Adam Rodriguez est un acteur qui est apparu dans Mike magique et les CW Jeanne la Vierge . Cet automne, vous pourrez le voir sur CBS Esprits criminels . L'année prochaine, vous pourrez le voir dans le remake du film Puces .
L'histoire de l'immigration de ma famille remonte à trois générations du côté de ma mère et à deux générations du côté de mon père. Mes arrière-grands-parents maternels ont quitté Porto Rico pour New York dans les années 1920. Ils se sont rencontrés peu de temps après, se sont mariés et ont commencé leur vie américaine ensemble. Cette vie a été consacrée à élever cinq filles à East Harlem, qui ont à leur tour eu un total de 17 petits-enfants (dont ma mère).
À la fin des années 1960, la famille a quitté Spanish Harlem pour s'installer dans le Bronx, qui est devenu le port d'attache de la famille pendant plus de 40 ans. C’est là que j’ai formé bon nombre de mes souvenirs d’enfance et que j’ai forgé mon fort amour pour la famille. Mon arrière-arrière-grand-père est décédé peu de temps avant le mariage de mes parents, je n'ai donc jamais eu l'occasion de le rencontrer. Mon arrière-grand-mère Eufemia n’a jamais appris à parler anglais, et mon espagnol de son vivant n’a jamais été assez bon pour que nous puissions très bien communiquer avec les mots. Cependant, plutôt que d’être une barrière, cette femme non anglophone m’a appris une merveilleuse leçon : le pouvoir de la communication non verbale. Une chose étonnante, étant donné qu’elle ne pouvait même jamais prononcer mon nom correctement. Jusqu'à sa mort, quand j'avais 16 ans, elle m'appelait « Haro ». Je suppose que cela ressemblait à Adam dans son esprit. Hilarant!

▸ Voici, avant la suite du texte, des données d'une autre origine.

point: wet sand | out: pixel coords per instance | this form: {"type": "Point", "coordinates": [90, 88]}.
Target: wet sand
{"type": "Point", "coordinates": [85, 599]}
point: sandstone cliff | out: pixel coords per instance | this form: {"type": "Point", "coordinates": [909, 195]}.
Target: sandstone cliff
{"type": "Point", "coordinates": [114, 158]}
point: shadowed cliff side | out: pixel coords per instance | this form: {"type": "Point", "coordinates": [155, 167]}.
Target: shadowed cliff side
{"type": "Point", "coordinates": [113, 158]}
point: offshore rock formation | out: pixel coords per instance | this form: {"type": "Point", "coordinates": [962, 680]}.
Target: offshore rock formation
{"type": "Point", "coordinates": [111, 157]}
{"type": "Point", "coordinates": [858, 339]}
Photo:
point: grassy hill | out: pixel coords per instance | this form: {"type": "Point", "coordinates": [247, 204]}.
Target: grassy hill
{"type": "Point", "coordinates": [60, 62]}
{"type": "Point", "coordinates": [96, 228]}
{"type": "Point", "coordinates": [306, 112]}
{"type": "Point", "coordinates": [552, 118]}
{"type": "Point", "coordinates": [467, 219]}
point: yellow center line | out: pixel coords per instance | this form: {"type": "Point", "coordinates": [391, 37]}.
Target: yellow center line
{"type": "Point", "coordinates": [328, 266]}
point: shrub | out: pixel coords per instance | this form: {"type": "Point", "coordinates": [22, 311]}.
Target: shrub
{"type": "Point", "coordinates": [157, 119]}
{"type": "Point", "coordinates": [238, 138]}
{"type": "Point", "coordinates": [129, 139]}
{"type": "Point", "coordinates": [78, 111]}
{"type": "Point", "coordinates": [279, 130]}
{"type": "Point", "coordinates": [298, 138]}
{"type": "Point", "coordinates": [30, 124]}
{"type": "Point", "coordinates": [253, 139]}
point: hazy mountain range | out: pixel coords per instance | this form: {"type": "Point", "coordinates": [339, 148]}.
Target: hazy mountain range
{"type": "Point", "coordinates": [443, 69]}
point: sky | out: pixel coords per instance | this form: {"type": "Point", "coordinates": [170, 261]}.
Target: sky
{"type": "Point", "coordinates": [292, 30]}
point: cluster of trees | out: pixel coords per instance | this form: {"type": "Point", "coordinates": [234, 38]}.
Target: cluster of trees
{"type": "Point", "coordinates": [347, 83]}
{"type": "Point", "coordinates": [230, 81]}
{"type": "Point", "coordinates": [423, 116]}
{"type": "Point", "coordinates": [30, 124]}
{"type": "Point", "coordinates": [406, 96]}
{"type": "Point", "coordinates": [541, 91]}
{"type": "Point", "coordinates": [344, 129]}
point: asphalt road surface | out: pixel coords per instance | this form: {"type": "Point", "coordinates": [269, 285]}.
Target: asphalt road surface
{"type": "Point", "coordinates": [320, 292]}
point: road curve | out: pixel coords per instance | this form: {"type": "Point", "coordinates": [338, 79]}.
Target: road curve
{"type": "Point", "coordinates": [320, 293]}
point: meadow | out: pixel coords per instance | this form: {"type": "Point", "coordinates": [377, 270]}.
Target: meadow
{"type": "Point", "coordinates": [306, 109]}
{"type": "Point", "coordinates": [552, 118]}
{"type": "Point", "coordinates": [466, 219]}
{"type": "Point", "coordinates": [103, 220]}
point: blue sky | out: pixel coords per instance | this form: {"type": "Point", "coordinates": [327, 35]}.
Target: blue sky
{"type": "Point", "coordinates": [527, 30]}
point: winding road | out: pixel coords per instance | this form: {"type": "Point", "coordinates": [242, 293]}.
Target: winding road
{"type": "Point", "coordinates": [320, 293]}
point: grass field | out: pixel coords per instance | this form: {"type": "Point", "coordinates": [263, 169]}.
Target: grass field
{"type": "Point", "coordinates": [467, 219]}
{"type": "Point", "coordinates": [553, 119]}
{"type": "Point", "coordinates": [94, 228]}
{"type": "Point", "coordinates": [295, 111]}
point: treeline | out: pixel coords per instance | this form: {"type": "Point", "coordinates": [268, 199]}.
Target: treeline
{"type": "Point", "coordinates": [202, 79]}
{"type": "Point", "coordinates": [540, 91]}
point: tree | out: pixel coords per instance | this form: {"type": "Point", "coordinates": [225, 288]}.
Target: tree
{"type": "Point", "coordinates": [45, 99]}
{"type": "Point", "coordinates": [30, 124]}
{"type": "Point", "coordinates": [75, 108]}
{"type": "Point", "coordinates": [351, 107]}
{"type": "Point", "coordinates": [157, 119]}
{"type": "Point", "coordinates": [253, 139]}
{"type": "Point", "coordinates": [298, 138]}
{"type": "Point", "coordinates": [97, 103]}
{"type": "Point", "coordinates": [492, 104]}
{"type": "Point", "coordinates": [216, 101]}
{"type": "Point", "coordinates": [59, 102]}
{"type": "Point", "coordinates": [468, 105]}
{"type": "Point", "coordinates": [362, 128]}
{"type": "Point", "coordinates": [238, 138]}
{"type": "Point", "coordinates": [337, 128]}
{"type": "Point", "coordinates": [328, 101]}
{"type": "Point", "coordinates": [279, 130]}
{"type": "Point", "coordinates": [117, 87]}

Dire « Je t'aime » avec un regard, un câlin, une assiette de votre plat préféré ou simplement un sourire est devenu aussi clair que n'importe quel mot pourrait l'être. Grâce à cette relation, j'ai commencé à comprendre que la communication consistait simplement à transmettre des sentiments et que les mots, dans n'importe quelle langue, ne sont qu'un moyen de les habiller ou de les camoufler. Lorsque vous vous autorisez à vous connecter avec une autre personne, il est très facile de la comprendre, même sans mots.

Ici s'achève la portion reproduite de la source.